Orang pada heboh karena komunikasi politik terbuka ala Sentilan-Sentilan yang terjadi antara mantan presiden Soesilo Yudhoyono dan Presiden Joko Widodo. Yang satu Tour de Jawa, yang lain Tour de Hambalang; yang satu Tour de Jembatan Suramadu, yang lain Tour de Madura. Yang satu ngetwet, yang lainnya juga. Itu pengamat bilang, sebaiknya jangan begitu; duduk manis satu meja saja, sambil makan getuk dan teh tubruk. Ah, ya biarkan saja. Wong maunya memang begitu.
Politik itu dinamis, tidak hanya diam dan duduk manis. Kalau SBY mau Tour de Jawa ya biarkan saja. Kalau dia mengeluarkan pernyataan politik, ya biarkan saja. Ingat SBY itu “presiden”-nya Partai Demokrat. Nah, agar partainya kembali kuat ya dia harus kembali ke rakyat. Jadi Tour de Jawa itu ya sah-sah saja untuk menangkap aspirasi rakyat.
Presiden Jokowi melakukan Tour de Hambalang ya biarkan saja. Wong dia memang presiden Republik Indonesia. Ingat Hambalang itu masih bagian dari negeri ini lho, bukan ada di planet Mars atau Antartika. Jadi biarkan saja. Perkara dinilai sebagai balasan Tour de Jawa ala SBY, itu kan sensasi pikir budaya halus Jawa.
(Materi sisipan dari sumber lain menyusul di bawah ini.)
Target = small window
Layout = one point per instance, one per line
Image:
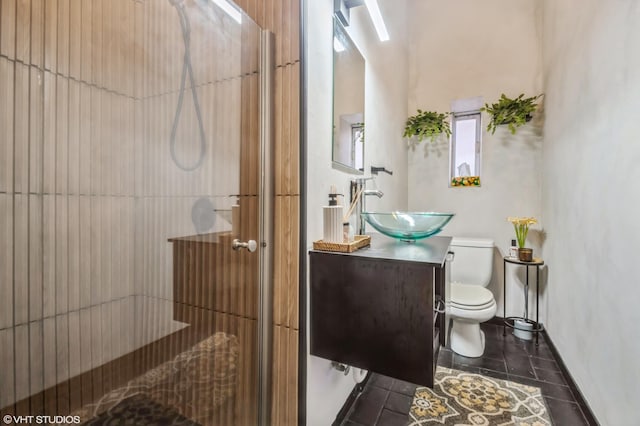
(465, 149)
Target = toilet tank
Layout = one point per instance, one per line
(473, 260)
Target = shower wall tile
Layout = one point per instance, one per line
(23, 30)
(86, 41)
(8, 28)
(50, 34)
(85, 340)
(63, 37)
(37, 32)
(6, 123)
(73, 147)
(21, 129)
(97, 354)
(73, 255)
(97, 37)
(85, 143)
(61, 161)
(105, 241)
(48, 255)
(7, 372)
(6, 261)
(106, 331)
(21, 259)
(62, 347)
(62, 254)
(22, 361)
(96, 140)
(49, 353)
(35, 257)
(75, 38)
(86, 247)
(49, 133)
(36, 117)
(74, 344)
(36, 380)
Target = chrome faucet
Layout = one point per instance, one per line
(355, 187)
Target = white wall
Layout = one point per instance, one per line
(590, 197)
(464, 49)
(385, 112)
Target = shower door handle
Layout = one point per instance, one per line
(250, 245)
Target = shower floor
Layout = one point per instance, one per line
(189, 390)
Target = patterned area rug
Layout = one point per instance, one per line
(192, 385)
(460, 398)
(140, 410)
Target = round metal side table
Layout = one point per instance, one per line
(510, 321)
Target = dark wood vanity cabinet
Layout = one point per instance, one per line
(377, 308)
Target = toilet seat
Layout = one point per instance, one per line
(472, 307)
(470, 297)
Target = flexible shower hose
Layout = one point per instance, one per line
(186, 69)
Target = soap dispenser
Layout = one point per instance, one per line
(332, 219)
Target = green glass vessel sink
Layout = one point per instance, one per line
(408, 226)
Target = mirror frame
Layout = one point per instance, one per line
(340, 33)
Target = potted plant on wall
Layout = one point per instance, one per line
(427, 124)
(512, 112)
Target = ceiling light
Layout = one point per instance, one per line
(376, 17)
(229, 9)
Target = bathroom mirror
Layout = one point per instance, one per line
(348, 102)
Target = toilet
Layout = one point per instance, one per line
(469, 302)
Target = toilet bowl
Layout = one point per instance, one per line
(469, 303)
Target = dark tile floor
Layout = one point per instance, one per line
(386, 401)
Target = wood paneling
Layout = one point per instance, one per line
(283, 19)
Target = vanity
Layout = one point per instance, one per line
(381, 308)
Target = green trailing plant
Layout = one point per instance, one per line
(427, 124)
(512, 112)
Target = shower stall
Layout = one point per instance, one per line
(135, 212)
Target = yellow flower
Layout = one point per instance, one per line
(521, 226)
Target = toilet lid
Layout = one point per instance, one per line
(470, 295)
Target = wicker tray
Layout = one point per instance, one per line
(359, 242)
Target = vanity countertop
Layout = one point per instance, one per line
(431, 250)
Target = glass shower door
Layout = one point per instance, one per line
(130, 161)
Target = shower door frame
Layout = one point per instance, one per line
(266, 225)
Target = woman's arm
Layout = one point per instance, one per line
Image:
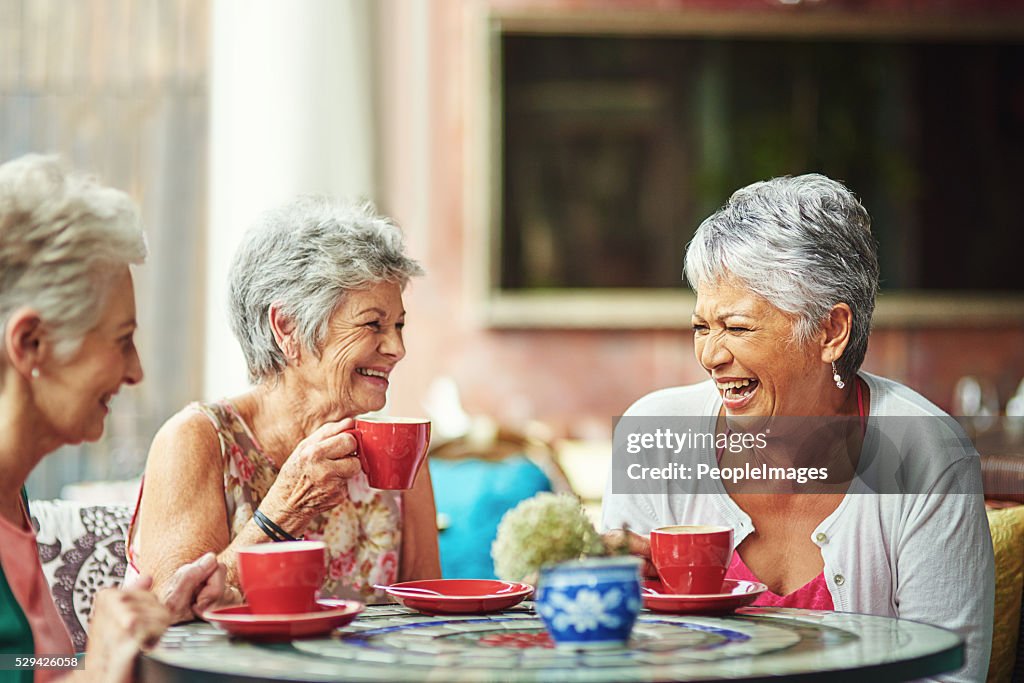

Nikmati saja.
Kita sering terjebak pemikiran etis “kuno”, bahwa para pemimpin bangsa itu harus selalu “guyup, rukun”, seia-sekata soal negara. Kalau ada perbedaan pendapat, sebaiknya dibicarakan berdua saja, sambil minum teh di Istana. Elok memang. Tapi ingat mereka juga manusia, punya hati punya rasa. Terlebih lagi, sebagai pelaku politik mereka tak bisa dilepaskan dari kepentingan politiknya.
Ada yang mengibaratkan yang terjadi Antara SBY dan Jokowi ibarat gajah bertarung dengan gajah, pelanduk mati di tengah-tengah. Artinya, pemimpin saling bertengkar, rakyat kecil yang susah. Terlalu berlebihan ibarat itu. Tak ada yang susah kok, malah banyak yang tertawa atau bergunjing sambil tertawa. Lihat saja itu di media sosial, kata SBY vs Jokowi jadi trending topik. Ibu-ibu juga senang ngrumpi soal ini. Jadi, ya biarkan saja.
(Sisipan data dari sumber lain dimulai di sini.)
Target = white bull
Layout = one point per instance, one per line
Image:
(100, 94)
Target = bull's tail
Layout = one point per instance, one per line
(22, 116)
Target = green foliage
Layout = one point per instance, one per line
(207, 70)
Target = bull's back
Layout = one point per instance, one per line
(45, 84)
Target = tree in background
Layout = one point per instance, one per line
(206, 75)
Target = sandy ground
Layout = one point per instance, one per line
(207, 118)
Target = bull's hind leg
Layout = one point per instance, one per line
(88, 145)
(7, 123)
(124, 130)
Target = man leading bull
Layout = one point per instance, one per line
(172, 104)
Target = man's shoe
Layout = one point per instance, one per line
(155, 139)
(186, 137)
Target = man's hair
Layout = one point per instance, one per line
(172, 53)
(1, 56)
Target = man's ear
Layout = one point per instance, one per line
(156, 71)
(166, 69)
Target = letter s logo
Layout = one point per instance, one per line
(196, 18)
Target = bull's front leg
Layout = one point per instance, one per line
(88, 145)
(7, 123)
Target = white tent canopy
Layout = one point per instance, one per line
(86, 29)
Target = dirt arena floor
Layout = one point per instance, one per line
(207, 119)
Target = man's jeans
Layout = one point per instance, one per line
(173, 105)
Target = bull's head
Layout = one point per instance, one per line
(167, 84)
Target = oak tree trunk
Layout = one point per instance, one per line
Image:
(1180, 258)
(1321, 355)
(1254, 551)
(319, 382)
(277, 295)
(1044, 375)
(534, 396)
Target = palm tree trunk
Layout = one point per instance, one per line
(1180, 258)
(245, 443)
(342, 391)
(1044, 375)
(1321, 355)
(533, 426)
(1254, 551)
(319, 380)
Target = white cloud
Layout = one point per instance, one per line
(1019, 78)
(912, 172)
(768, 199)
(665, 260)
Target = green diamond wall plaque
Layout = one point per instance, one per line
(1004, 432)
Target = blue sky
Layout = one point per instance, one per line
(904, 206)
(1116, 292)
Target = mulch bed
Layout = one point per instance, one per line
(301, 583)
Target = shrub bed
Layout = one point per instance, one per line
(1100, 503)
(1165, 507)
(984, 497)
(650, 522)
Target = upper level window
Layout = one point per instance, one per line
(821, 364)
Tiga tahun menyongsong 2019 itu bukan waktu yang lama. Apalagi untuk memperkenalkan calon presiden tercinta. Kekuatan harus digalang, itung-itung pemanasan. Nah, untuk menggalang dukungan tentu perlu peluru yang bisa ditembakkan ke hati rakyat. Kalau SBY memilih isu pembangunan infrastruktur saat ini berlebihan sehingga mengabaikan pengentasan kemisikinan, itu wajar. Kata ‘miskin’, ‘rakyat miskin’, ‘mengentas yang miskin’, itu kata sakti. Rakyat biasanya suka itu.
Kelanjutannya, Presiden Jokowi ya pantas saja to datang ke Hambalang. Itu kan juga proyek infrastruktur. Bedanya, proyek ini dikerjakan semasa pemerintahan SBY. Setelah kunjungan itu, Presiden Jokowi menulis dalam akun tweeter-nya. “Sedih melihat aset negara di proyek Hambalang mangkrak. Penuh alang-alang. Harus diselamatkan”. Disertakan juga foto bangunan mangkrak dan ilalang yang tinggi.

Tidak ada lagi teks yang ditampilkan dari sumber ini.